I've edited/clarified the claim above. Parent did say "without you having a bug" and entering an UNPREDICTABLE state would be buggy code. Also, "maybe puts garbage data in a register" is not UB, it's a much more reasonable thing in UB (the definition of UNPREDICTABLE prior to ARMv8 does seem to allow for UB, however). I don't believe that such an UNPREDICTABLE state is reachable from user-space/unprivileged code (or else it would violate the chip's security properties) -- but if I'm wrong on that I'd be interested in an example.
I do not find it so easy to accidentally run into UB in C if you follow some basic rules. The exceptions are null pointer dereferences, out-of-bounds accesses for arrays, and signed overflow, all those can be turned into run-time traps. The rules include no pointer arithmetic, no type casts, and having some ownership strategy. None of those is difficult to implement and where exceptions are made, one should treat it carefully similar to using "unsafe" in Rust.
Nah it makes some sense for portability between architectures. Or at least it did back when C was invented and there were some wild architectures out there.

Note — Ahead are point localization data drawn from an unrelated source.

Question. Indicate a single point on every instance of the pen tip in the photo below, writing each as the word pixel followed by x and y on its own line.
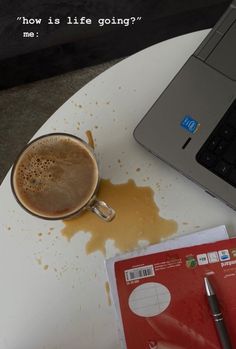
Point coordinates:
pixel 208 287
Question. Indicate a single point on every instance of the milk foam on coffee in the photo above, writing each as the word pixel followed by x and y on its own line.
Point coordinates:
pixel 55 176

And it definitely does allow some optimisation. But probably nothing significant on modern out-of-order machines.
> probably nothing significant on modern out-of-order machines.
having no UB at all will kill a lot of optimizations still relevant today (and won't match anymore to hardware as some UB is on hardware level)

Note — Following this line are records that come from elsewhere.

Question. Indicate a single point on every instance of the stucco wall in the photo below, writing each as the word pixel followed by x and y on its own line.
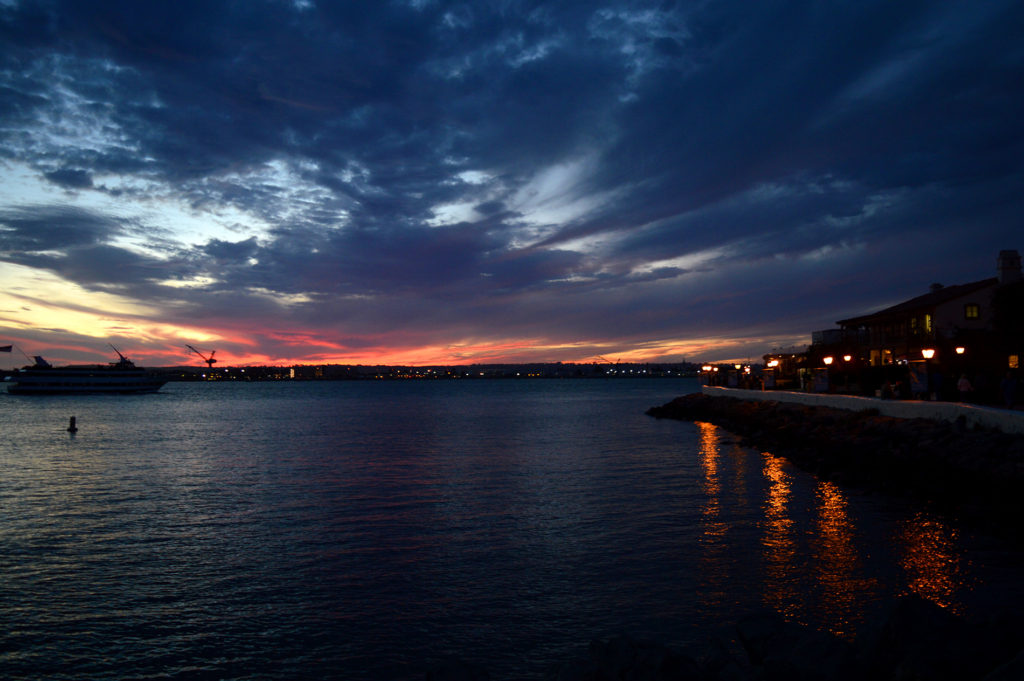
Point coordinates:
pixel 1005 420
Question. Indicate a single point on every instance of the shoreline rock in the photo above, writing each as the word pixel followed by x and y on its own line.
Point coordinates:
pixel 976 474
pixel 915 640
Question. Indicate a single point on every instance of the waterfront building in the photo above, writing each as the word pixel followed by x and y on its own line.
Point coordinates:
pixel 921 346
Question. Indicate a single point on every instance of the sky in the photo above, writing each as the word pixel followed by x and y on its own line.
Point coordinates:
pixel 430 182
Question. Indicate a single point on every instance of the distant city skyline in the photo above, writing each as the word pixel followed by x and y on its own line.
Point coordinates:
pixel 427 182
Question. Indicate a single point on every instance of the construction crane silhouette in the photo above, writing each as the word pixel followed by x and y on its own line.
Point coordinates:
pixel 210 362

out of order machines aren't magically fixing that, just makes some less optimized code work better, but not all
and a lot of low energy/cheap hardware does have no or very very limited out of order capabilities so it's still very relevant and likely will stay very relevant for a very long time
Plenty of things! The resulting pointer may not be pointing to an object that is currently live, for example. It may not even be pointing to an object that makes any sense in the language's object model. It might be pointing to a return address on the stack, for example. Or a constant in the constant pool. Or a saved register in the middle of a computation that corresponds to no variables in the original program.

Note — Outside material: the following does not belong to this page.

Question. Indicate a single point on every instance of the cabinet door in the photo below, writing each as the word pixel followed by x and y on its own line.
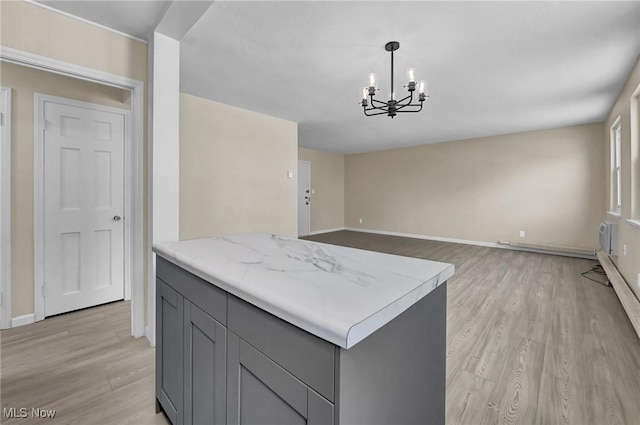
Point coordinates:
pixel 205 377
pixel 262 393
pixel 169 349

In short, the moment you enable integer-to-pointer conversions (assuming your target has a flat address space), you create pointer provenance problems whose only resolution is that some things have to be UB.
I don't think any of those are undefined behavior in the strict sense in which the term is defined in the C/C++ standards. Pointer casts are defined behavior. I believe the things you point to are either implementation-defined or unspecified, which is different from UB.
It may seem nitpicky, but the downside of relying on implementation defined or unspecified behavior is largely boxed and contained. E.g you might get a memory access error. UB is, in principle, completely unlimited in downside. And because of that, it often interacts badly with optimization passes, resulting in very strange bugs.
Pointer provenance is UB in the C/C++ sense, although it's one that largely lurks in the implementation-defined behavior of "integer/pointer casts are implementation-defined." The closest you're going to find to a full specification of pointer provenance is TS 6010 (https://www.open-std.org/jtc1/sc22/WG14/www/docs/n3226.pdf), but it should be noted that no compilers actually implement provenance strictly along the lines of TS 6010. Instead, they implement a poorly-documented, buggy, internally incoherent definition of provenance...
> It may seem nitpicky, but the downside of relying on implementation defined or unspecified behavior is largely boxed and contained.
... that is incoherent precisely because the interactions of provenance with optimizations isn't boxed and contained.
It's really not until people started putting the model into formal semantics that they realized "hey, wait a second, this means either most of our optimizations are wrong or our semantics are wrong" and the consensus is that it was the semantics that were broken.